The Wing Luke Museum in Seattle strives to accomplish one goal in all of its endeavors - connect people with Asian Pacific American history.

The lessons and stories of the past have always mattered in the United States. Sometimes, they are overlooked. Still, they are important and relevant.

The Wing – as it’s known – is undertaking a rolling history project, of sorts, with this summer’s Chinese Heritage Tour of the American West. It includes stops at historic sites in Washington state, Oregon, Idaho and Nevada. The last trip of its kind was in 1994.

The trip kicks off this evening in Seattle’s Chinatown-International District with an exploration of food once eaten by Chinese American pioneers. On Tuesday, participants board a bus.

We invite you to visit this blog and our Twitter feed throughout the week to get glimpses into the trip and see what participants are experiencing as history appears before their eyes.

This journey will retrace the steps that early Chinese pioneers took on U.S. soil starting in the 19th century – steps, for example, that occurred inside the East Kong Yick Building, a hotel and meeting place in what was once the core of Seattle’s Chinatown. In Oregon, participants will step inside an herb doctor’s office and walk the places where Chinese Americans searched for gold and good fortune. 

The Wing is partnering with the USDA Forest Service – which has given generous support for the trip. Many of the places where trip participants will stop sit on federal land.

Forest Service Supervisor Dale Hom will travel on the tour bus and give an overview of many of the historic sites.

Other Forest Service employees, including archaeologists, will give context and background. So, too, will professors, historians and other regional specialists.

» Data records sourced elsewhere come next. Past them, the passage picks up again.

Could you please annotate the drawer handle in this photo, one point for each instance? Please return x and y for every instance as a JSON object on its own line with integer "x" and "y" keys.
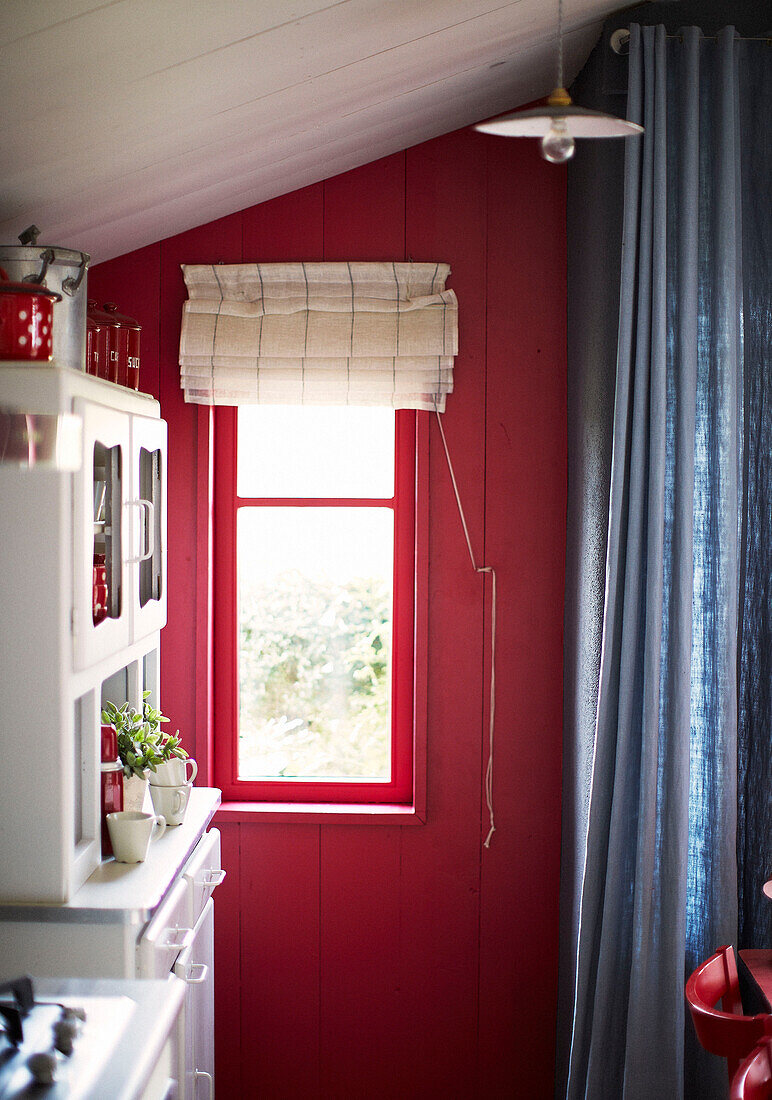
{"x": 198, "y": 1074}
{"x": 180, "y": 945}
{"x": 212, "y": 879}
{"x": 200, "y": 970}
{"x": 169, "y": 1089}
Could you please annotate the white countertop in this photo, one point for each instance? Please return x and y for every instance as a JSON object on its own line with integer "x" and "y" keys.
{"x": 128, "y": 893}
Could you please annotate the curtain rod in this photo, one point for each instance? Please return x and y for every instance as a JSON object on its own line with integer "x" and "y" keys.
{"x": 620, "y": 39}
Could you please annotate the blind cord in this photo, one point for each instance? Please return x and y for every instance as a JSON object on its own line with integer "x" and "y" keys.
{"x": 492, "y": 571}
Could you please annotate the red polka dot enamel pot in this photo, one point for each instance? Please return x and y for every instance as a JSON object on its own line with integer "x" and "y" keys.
{"x": 26, "y": 319}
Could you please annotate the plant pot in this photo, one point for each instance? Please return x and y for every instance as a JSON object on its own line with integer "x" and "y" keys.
{"x": 174, "y": 772}
{"x": 136, "y": 794}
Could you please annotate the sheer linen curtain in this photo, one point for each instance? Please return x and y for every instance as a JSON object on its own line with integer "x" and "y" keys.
{"x": 660, "y": 888}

About 40 people, ranging from youths who are first-generation Chinese Americans to those who have the wisdom of decades, will join this tour. Some have waited 16 years for this trip after hearing about the first journey.

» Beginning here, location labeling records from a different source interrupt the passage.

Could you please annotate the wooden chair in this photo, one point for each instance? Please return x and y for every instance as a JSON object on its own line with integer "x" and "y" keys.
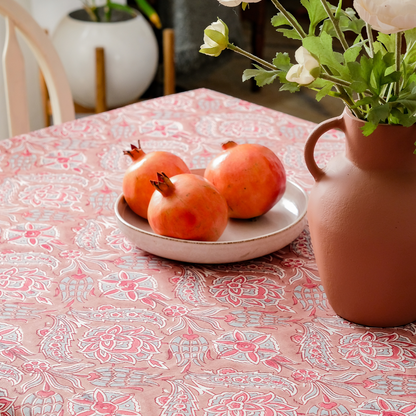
{"x": 17, "y": 18}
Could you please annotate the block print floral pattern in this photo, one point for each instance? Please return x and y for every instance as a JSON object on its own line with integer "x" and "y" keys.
{"x": 379, "y": 351}
{"x": 120, "y": 344}
{"x": 247, "y": 346}
{"x": 245, "y": 403}
{"x": 91, "y": 325}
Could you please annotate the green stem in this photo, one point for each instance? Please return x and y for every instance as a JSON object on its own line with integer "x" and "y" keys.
{"x": 334, "y": 21}
{"x": 252, "y": 57}
{"x": 370, "y": 39}
{"x": 290, "y": 19}
{"x": 398, "y": 53}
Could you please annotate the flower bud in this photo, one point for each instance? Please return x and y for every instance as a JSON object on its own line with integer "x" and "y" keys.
{"x": 215, "y": 38}
{"x": 307, "y": 69}
{"x": 387, "y": 16}
{"x": 232, "y": 3}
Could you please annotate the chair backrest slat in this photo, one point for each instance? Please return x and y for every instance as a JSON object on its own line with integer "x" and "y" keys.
{"x": 49, "y": 62}
{"x": 15, "y": 85}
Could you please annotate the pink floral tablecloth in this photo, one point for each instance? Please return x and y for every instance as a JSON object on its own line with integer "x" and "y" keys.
{"x": 91, "y": 325}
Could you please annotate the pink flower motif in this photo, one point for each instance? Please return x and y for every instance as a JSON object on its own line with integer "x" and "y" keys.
{"x": 6, "y": 403}
{"x": 244, "y": 404}
{"x": 64, "y": 160}
{"x": 117, "y": 343}
{"x": 379, "y": 350}
{"x": 175, "y": 310}
{"x": 36, "y": 367}
{"x": 100, "y": 403}
{"x": 70, "y": 254}
{"x": 305, "y": 376}
{"x": 117, "y": 240}
{"x": 161, "y": 128}
{"x": 129, "y": 286}
{"x": 247, "y": 346}
{"x": 387, "y": 408}
{"x": 22, "y": 283}
{"x": 293, "y": 263}
{"x": 247, "y": 291}
{"x": 50, "y": 196}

Most live in the Seattle area. Some, though, are coming from California. Some are traveling as far away as New York City and Virginia.

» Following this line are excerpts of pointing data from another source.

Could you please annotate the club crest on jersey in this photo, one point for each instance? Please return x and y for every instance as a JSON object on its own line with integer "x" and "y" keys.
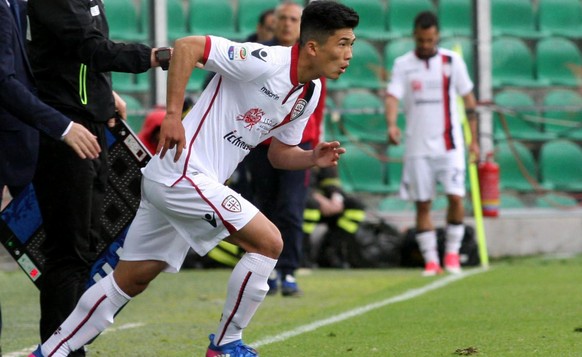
{"x": 416, "y": 85}
{"x": 260, "y": 54}
{"x": 231, "y": 204}
{"x": 298, "y": 108}
{"x": 237, "y": 53}
{"x": 447, "y": 69}
{"x": 251, "y": 117}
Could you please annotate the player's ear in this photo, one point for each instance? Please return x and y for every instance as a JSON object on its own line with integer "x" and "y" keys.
{"x": 312, "y": 47}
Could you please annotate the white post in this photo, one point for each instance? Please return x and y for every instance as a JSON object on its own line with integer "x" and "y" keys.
{"x": 482, "y": 9}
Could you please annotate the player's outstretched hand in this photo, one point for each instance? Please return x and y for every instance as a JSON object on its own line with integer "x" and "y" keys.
{"x": 82, "y": 141}
{"x": 172, "y": 135}
{"x": 327, "y": 154}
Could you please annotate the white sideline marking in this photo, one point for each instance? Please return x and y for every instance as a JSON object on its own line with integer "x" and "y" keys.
{"x": 26, "y": 351}
{"x": 410, "y": 294}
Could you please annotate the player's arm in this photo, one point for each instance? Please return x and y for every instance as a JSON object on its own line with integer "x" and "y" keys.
{"x": 187, "y": 52}
{"x": 292, "y": 157}
{"x": 470, "y": 110}
{"x": 391, "y": 112}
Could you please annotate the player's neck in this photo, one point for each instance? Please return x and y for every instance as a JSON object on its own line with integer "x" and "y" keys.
{"x": 306, "y": 70}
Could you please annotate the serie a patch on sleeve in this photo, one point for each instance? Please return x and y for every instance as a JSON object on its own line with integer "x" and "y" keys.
{"x": 237, "y": 53}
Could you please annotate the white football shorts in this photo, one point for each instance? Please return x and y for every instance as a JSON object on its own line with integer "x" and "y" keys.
{"x": 420, "y": 174}
{"x": 197, "y": 212}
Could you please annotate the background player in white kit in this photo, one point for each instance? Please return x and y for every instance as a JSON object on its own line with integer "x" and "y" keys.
{"x": 259, "y": 92}
{"x": 428, "y": 80}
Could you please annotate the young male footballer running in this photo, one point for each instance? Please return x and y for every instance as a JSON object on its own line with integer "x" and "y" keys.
{"x": 259, "y": 92}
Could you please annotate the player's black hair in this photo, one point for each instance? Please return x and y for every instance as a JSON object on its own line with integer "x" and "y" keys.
{"x": 264, "y": 14}
{"x": 425, "y": 20}
{"x": 320, "y": 19}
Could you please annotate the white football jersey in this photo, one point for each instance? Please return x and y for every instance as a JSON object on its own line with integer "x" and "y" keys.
{"x": 254, "y": 96}
{"x": 429, "y": 88}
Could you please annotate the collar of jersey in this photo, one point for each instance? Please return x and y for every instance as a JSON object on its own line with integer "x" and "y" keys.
{"x": 426, "y": 58}
{"x": 294, "y": 64}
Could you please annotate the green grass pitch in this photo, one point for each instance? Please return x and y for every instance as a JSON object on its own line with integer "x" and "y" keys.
{"x": 518, "y": 307}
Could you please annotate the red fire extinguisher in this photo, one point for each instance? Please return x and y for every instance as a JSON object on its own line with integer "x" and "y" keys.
{"x": 489, "y": 186}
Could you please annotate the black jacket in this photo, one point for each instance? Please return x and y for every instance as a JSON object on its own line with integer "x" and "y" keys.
{"x": 71, "y": 57}
{"x": 22, "y": 114}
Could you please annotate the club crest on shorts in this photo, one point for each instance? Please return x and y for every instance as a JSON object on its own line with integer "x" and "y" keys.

Of course, a virtual look at the Chinese Heritage Tour of the American West might only whet your curiosity.

As you follow along online, you can post comments and ask questions. We’ll try and get answers as soon as possible.

On this blog, we’ll also try and get participants to give first-hand observations and insights. We’ll keep the tone engaging, informative.

Feel free to tell your friends.

Some youths are planning to write about the trip and their reactions for the International Examiner, a Seattle newspaper that covers Northwest Asian American communities.

In life, though, there is no substitute for experiencing the real thing yourself.

Smell can evoke childhood memories. Photographs of Chinese pioneers – who sailed the Pacific Ocean from China centuries ago – might remind you of elders you’ve seen in U.S. cities, both large and small.

Standing inside a building or in a field and looking face-to-face at an item that a Chinese pioneer used to maintain a livelihood or think of home in the American West can make you nod in recognition.

To that end, The Wing will launch a more comprehensive travel site in the coming months for those of you who want to get out under the sun and retrace a heritage tour that is unlike any other.

Why the American West?

As we know, people arrived decades ago from the U.S. East Coast. They also moved from other places, including countries across the Pacific Ocean.

As the Museum has noted:

Early Chinese immigrants to the United States were one of the largest sources of labor and support for developing settlements in America’s West starting in the 19th century.

Living in the past all the time might not always benefit your present-day life.

But acknowledging the people who have gone before you and appreciating their contributions can do wonders in helping you know who you are and what others – including relatives, neighbors and friends – have endured and achieved.

These stories - whether they’re big-picture or nuanced moments - can stay with you for a lifetime. They can be passed to future generations.

In that sense, this heritage tour is more than just a week on the road.

It will be more like a museum without walls.